The Tasmanian devil facial tumor (DFT), a sort of transmissible cancer, is threatening the survival of the largest carnivorous marsupial. Right from its discovery, however, scientists suspected studying the DFT's distinctive features might help us understand human cancers. The idea is bearing fruit, with devil research expanding our knowledge of how some cancers hide from the immune system, potentially widening the scope of trials that have already started on a new class of cancer-fighting drugs.

The body's defense against threats depends heavily on T cells, which eliminate cells that have become cancerous or infected by a virus. To identify cells in need of destruction T cells rely on MHC-I proteins expressed on the cell surface. When a cell is unhealthy the proteins incorporate peptides that act as a beacon to T cells.

Dr Marian Burr of Australia's Peter MacCallum Cancer Centre noted one of the ways some cancers fly under the T cells' radar is by expressing fewer MHC-I proteins. Without the presence of the proteins, there can be no warning peptides, and the T cells leave the cancers alone.

"We think this could contribute to some cancers in people becoming resistant to immunotherapies,” Burr said in a statement.

Having identified this feature in cancers, Burr and colleagues drew on other teams' research showing DFT does something similar. Devils bite each other's faces during fighting or play, and can transmit cancer cells in the process. The lack of expression of MHC-I proteins allows the cancer cells to evade the immune system and grow in their new host until becoming lethal, instead of being recognized as invaders.

Burr told IFLScience the fact DFT operates in this way alerted her team to the MHC-I silencing being an ancient evolutionary feature, and therefore likely to be widespread among cancers, rather than restricted to those her team had been studying. It also expanded their understanding of the mechanisms through which MHC-I silencing can occur.

MHC presence is associated with high levels of PRC2 proteins in the cancers Burr studied. The genes associated with this over-activity are blocked by several classes of drugs, including EZH2 inhibitors. In Cancer Cell Burr reports using EZH2 inhibitors to block PRC2 activity, and seeing a restoration of MHC-I molecules on the cancer cells' surfaces.

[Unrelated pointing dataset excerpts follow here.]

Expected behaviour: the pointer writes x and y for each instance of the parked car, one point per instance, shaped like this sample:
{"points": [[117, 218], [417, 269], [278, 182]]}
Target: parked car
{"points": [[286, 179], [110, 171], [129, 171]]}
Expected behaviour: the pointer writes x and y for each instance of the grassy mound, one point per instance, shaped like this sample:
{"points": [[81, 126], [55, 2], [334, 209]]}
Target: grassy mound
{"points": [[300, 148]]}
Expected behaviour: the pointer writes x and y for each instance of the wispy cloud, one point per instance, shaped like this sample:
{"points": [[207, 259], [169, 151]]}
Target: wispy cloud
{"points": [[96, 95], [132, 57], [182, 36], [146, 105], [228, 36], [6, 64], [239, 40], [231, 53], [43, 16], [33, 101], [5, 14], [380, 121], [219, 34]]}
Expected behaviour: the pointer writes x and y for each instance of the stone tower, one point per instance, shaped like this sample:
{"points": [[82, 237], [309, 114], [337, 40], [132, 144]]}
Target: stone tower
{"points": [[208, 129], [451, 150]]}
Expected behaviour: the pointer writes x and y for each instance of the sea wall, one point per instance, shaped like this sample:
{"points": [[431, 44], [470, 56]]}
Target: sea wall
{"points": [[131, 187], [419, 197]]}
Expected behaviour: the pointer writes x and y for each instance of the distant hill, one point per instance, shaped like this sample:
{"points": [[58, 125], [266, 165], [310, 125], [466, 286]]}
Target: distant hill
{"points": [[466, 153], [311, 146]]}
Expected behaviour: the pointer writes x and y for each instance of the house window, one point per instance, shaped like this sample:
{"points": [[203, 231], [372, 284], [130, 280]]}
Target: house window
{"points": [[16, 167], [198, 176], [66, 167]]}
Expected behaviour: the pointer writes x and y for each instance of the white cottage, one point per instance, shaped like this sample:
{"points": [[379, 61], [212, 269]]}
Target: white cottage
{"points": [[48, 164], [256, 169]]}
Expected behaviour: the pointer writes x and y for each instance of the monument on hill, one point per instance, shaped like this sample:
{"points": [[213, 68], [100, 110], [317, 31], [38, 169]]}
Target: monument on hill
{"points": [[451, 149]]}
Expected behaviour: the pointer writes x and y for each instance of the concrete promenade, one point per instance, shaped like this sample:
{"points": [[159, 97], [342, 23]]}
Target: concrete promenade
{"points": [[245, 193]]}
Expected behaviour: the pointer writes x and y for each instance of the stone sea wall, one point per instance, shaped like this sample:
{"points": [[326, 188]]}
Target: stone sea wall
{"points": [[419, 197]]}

EZH2 inhibitors are already in clinical trials against a number of cancers including lymphomas, having showed promise in animal trials. However, this has been inspired by different ideas about their mechanism of action.

Burr and colleagues think that by combining EZH2 treatments with immunotherapies it may be possible to deliver a double hit to cancers such as small cell lung cancers and neuroblastomas, with the drugs working directly, and also boosting immunotherapy.

Burr isn't sure how well such treatments will translate to the devils, however. She noted to IFLScience that even if treating sick devils with EZH2 in captivity proves viable, assisting the larger and more threatened wild population is likely to be far more of a challenge.